Por Jorge Bruce
Vengo sosteniendo hace varias columnas que la corrupción, cual derrame de crudo en la costa, está rebalsando los diques de una población que, sin embargo, ostenta una tolerancia considerable a esta lactosa infecta. Así como las encuestas de Proética, año tras año, muestran esta actitud ambigua y adaptativa a una situación que se presume imposible de erradicar, los sondeos últimos de las encuestadoras arrojan otro resultado consistente: la corrupción es percibida como uno de los problemas más graves de nuestra maltrecha sociedad.
Es como si un organismo constatara su enfermedad y aceptara vivir con esta, siempre y cuando no constituya una amenaza para su existencia. ¿A partir de qué momento se percibe esta presencia como letal? Cuando la evaluación del vínculo entre la calidad de vida y la ética de los gobernantes resulta desfavorable para el ciudadano medio. Entonces recuerda lo que siempre supo pero ante lo cual optaba por hacer la vista gorda: la autoridad que roba ME roba.
Que la avalancha de denuncias a la que estamos –de nuevo– asistiendo, en donde cada día trae su cuota de revelaciones catastróficas, sea el producto de una guerra entre clanes mafiosos, no cambia gran cosa. Sabemos que la mayoría de estas quedarán en nada, y que la sobrevida de un político peruano atrapado con las manos en la masa es envidiable y hasta confiere cierta aura de celebridad mediática.

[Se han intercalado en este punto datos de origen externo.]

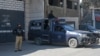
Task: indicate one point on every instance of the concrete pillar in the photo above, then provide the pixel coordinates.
(46, 4)
(27, 17)
(65, 7)
(34, 9)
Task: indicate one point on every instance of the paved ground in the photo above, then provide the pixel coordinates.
(29, 49)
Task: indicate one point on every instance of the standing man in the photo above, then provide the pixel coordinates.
(18, 31)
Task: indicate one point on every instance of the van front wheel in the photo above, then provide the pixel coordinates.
(73, 43)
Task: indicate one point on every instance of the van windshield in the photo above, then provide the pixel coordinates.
(67, 27)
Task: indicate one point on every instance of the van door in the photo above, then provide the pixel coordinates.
(58, 35)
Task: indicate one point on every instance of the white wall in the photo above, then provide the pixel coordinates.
(12, 5)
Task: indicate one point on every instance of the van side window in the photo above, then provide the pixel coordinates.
(58, 28)
(36, 25)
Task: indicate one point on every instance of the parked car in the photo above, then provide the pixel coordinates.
(90, 28)
(57, 32)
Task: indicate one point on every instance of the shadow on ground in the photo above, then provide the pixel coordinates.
(7, 49)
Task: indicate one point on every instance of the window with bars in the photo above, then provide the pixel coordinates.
(58, 3)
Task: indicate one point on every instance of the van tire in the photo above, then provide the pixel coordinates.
(38, 41)
(73, 43)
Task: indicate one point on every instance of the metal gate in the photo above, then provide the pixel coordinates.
(8, 21)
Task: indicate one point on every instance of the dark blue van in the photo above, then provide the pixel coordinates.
(90, 28)
(57, 32)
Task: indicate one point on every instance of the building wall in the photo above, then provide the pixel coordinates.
(61, 11)
(34, 9)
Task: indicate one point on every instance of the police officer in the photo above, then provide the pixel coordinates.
(18, 31)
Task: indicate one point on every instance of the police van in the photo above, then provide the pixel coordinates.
(57, 32)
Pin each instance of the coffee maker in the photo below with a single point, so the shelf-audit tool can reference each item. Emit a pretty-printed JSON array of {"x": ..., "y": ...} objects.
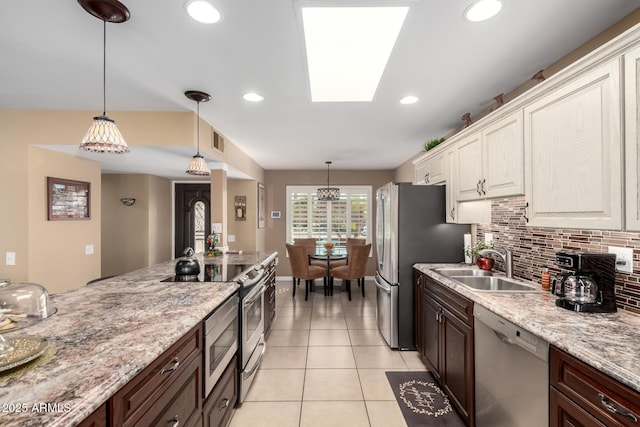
[{"x": 589, "y": 285}]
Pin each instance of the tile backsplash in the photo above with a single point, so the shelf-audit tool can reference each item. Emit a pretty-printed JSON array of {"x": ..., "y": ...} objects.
[{"x": 534, "y": 247}]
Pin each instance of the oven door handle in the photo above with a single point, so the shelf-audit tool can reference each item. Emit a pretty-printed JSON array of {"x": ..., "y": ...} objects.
[
  {"x": 254, "y": 295},
  {"x": 250, "y": 282},
  {"x": 257, "y": 364}
]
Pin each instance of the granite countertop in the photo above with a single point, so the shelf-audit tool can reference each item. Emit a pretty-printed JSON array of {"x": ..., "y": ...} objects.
[
  {"x": 105, "y": 334},
  {"x": 607, "y": 341}
]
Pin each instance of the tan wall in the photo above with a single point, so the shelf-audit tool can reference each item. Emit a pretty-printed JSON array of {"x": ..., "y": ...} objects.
[
  {"x": 245, "y": 232},
  {"x": 137, "y": 236},
  {"x": 56, "y": 249},
  {"x": 275, "y": 187},
  {"x": 160, "y": 220}
]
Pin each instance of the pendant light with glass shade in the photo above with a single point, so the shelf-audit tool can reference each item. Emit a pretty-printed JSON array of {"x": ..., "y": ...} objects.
[
  {"x": 103, "y": 136},
  {"x": 328, "y": 194},
  {"x": 198, "y": 166}
]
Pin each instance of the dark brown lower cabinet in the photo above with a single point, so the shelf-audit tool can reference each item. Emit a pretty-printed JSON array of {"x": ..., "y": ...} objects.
[
  {"x": 169, "y": 388},
  {"x": 582, "y": 396},
  {"x": 444, "y": 325},
  {"x": 218, "y": 407},
  {"x": 97, "y": 419}
]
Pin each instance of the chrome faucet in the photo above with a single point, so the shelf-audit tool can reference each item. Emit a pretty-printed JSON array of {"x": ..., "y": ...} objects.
[{"x": 507, "y": 258}]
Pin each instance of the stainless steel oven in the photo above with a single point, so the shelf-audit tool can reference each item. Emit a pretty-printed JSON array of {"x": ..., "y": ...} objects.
[
  {"x": 252, "y": 342},
  {"x": 220, "y": 341}
]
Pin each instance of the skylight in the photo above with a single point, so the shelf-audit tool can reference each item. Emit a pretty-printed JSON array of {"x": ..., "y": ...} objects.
[{"x": 348, "y": 49}]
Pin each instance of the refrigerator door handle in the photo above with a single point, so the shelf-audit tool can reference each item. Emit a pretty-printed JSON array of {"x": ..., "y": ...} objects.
[
  {"x": 380, "y": 239},
  {"x": 385, "y": 287}
]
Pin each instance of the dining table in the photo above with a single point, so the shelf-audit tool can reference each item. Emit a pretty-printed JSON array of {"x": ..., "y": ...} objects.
[{"x": 327, "y": 255}]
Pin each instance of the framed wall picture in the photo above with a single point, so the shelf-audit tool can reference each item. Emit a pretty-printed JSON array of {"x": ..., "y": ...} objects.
[
  {"x": 240, "y": 205},
  {"x": 68, "y": 199},
  {"x": 261, "y": 207}
]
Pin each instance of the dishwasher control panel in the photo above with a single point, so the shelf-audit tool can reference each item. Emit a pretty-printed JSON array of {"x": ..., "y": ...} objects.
[{"x": 511, "y": 333}]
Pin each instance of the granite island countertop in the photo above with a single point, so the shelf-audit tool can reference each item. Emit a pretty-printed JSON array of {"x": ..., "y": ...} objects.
[
  {"x": 610, "y": 342},
  {"x": 105, "y": 334}
]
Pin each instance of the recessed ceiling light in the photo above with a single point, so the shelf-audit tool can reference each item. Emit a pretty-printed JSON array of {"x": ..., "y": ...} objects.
[
  {"x": 483, "y": 10},
  {"x": 348, "y": 49},
  {"x": 409, "y": 100},
  {"x": 203, "y": 11},
  {"x": 253, "y": 97}
]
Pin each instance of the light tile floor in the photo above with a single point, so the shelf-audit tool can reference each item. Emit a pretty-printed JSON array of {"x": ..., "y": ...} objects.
[{"x": 325, "y": 365}]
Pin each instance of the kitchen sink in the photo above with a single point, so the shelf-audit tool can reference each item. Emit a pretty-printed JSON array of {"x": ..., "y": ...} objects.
[
  {"x": 494, "y": 284},
  {"x": 457, "y": 272}
]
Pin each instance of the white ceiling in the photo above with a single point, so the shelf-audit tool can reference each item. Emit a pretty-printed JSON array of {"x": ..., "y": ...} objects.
[{"x": 51, "y": 58}]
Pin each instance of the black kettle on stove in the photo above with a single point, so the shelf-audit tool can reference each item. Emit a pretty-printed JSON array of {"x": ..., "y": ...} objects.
[{"x": 187, "y": 268}]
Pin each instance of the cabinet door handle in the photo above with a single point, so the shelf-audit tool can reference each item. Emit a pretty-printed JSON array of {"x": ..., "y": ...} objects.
[
  {"x": 611, "y": 406},
  {"x": 172, "y": 367},
  {"x": 225, "y": 404}
]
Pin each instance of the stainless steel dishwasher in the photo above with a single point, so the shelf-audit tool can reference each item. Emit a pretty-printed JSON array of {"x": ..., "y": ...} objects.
[{"x": 512, "y": 373}]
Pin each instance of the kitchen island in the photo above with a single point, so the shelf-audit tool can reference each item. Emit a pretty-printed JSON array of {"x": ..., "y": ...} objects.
[
  {"x": 104, "y": 335},
  {"x": 608, "y": 342}
]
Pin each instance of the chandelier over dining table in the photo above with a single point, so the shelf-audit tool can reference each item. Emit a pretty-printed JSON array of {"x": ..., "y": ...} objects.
[{"x": 328, "y": 194}]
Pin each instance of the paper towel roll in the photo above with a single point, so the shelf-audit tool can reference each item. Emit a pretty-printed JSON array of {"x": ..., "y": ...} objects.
[{"x": 467, "y": 244}]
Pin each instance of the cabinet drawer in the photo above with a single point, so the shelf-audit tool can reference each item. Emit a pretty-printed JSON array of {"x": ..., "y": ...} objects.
[
  {"x": 454, "y": 302},
  {"x": 219, "y": 406},
  {"x": 137, "y": 396},
  {"x": 181, "y": 403},
  {"x": 97, "y": 419},
  {"x": 565, "y": 413},
  {"x": 594, "y": 391}
]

La pregunta es cuál va a ser la reacción de la población ante estos brotes purulentos que provienen sobre todo del partido de Gobierno: sus dos secretarios generales están implicados en casos graves y el partido, curtido en estas lides, busca controlar daños. Ante esta corrupción colegiada, el Presidente hace unos discursos condenatorios encendidos, inoperantes e inverosímiles. Vamos, es como Fujimori diciendo que no sabía nada.
¿Hay esperanza? Kafka diría que sí, pero no para nosotros. Para no quedar presos de ese escepticismo viscoso, propongo lo siguiente: Mi impresión es que se abre un breve paréntesis de asco e indignación ciudadanas, producido por la saturación aludida, similar a la que vivimos al final del fujimorismo. Sabemos que esta respuesta dura poco. Luego las preocupaciones cotidianas retoman su curso y la resignación pragmática de muchos se reinstala, dando paso a personajes oscuros o males menores.
Por eso es un periodo que debe ser aprovechado para avanzar cuanto se pueda. La acogida que ha tenido la plataforma de lanzamiento de Lourdes Flores es buen signo. Pero no se la puede dejar sola, entre otras cosas por su probada incapacidad para rematar la faena. Recuerdo haberle escuchado decir, por ejemplo, que era preferible la re-reelección de Fujimori para evitar la violencia, cuando la solución era exactamente la contraria: la reacción ciudadana nos dio un respiro de justicia y paz social.
Un líder democrático y ético debe poder catalizar esa rabia, esa impotencia, transformándolas en fuerzas de cambio; no de destrucción, como Sendero, de desinstitucionalización y cinismo, como el fujimorismo, o de ambigüedad moral y conservadurismo, como el Apra. Esperemos que no nos ahoguemos otra vez, repitiendo, mientras nos hundimos: yala.